Emphasizing the “Person” in Person-Centered Contraceptive Care and LARC Access

Megan Fuerst

Person-centered care is care that responds to an individual’s preferences, needs, and values. Individual contraceptive preferences are influenced by a wide range of historical and social factors; these include racism, sexism, economic injustices, histories of trauma, and cultural preferences. The people who use contraception are equally diverse and the needs of adolescents compared to postpartum women or transgender men are distinct. Providing person-centered contraceptive care is a key component of achieving reproductive justice. Originally coined by a group of Black women in 1994, reproductive justice is defined as the human right to have a child, or not have a child, and to parent children in a safe and sustainable environment. Using a reproductive justice framework, person-centered care must also consider the context in which individuals live and the other factors that influence contraceptive choice and access.

IMI’s recently released report, “Advancing Person-Centered LARC Access among the Medicaid Population” emphasizes person-centered care while using a reproductive justice framework. LARC stands for long-acting reversible contraception and comes in two forms: the intrauterine device (IUD) and the progesterone arm implant. Compared to other forms of contraception, LARC is frequently associated with unique implementation and logistical barriers that can limit access. These barriers are often particularly salient for those enrolled in Medicaid. The report provides an overview of the key barriers that Medicaid managed care organizations, health clinics, and clinicians most often face in advancing LARC access. It also highlights three innovative case studies of Medicaid stakeholders who are currently implementing initiatives to address ongoing barriers and improve equitable access to LARC.
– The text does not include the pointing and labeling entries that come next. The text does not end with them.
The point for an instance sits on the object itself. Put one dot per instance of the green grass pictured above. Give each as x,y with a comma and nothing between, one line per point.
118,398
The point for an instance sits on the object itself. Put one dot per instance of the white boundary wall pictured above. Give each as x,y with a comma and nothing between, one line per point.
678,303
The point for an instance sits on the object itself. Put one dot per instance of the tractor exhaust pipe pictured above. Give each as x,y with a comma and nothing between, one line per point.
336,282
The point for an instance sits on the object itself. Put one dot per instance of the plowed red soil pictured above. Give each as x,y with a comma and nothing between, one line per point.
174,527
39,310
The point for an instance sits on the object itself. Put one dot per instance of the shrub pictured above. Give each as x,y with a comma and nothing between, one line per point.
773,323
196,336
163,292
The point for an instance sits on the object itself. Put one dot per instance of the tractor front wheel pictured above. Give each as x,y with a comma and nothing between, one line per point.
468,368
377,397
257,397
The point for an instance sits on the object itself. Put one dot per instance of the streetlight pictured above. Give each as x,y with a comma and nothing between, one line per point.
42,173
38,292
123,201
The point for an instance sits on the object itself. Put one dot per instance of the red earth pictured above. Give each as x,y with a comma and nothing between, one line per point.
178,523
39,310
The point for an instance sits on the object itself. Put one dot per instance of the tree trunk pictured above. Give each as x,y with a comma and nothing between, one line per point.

The Medicaid program has historically used racist and coercive contraceptive care practices, such as forced sterilization or forced use of LARC, to limit the bodily autonomy of poor and Black women. Racism in reproductive health and within the Medicaid program continues to exist today. Research shows how clinicians frequently use LARC centric and coercive contraceptive counseling when providing care to women of color. While many state Medicaid agencies and Medicaid health plans provide specific reimbursement for LARC devices and LARC insertion procedures, fewer provide reimbursement for LARC removal. Individuals in the postpartum period who receive a LARC after delivery may have limited options for an insurance covered LARC removal if their Medicaid coverage expires 60 days after delivery.

However, increased awareness and a commitment to eliminate racist and coercive behaviors has led to the development of person-centered LARC initiatives, like the case studies highlighted in the report. Our research found that success was linked to initiatives that offered LARC equitably among a range of other shorter acting and barrier contraceptive methods, emphasized person-centered contraceptive counseling, acknowledged the historical, social, and economic factors that influence contraceptive preferences, and collaborated with other sectors of the healthcare system. By advancing these strategies, Medicaid stakeholders have an opportunity to address racism in reproductive health head-on. The report also highlights how services can be tailored to certain groups of individuals, such as adolescents or individuals in the postpartum period.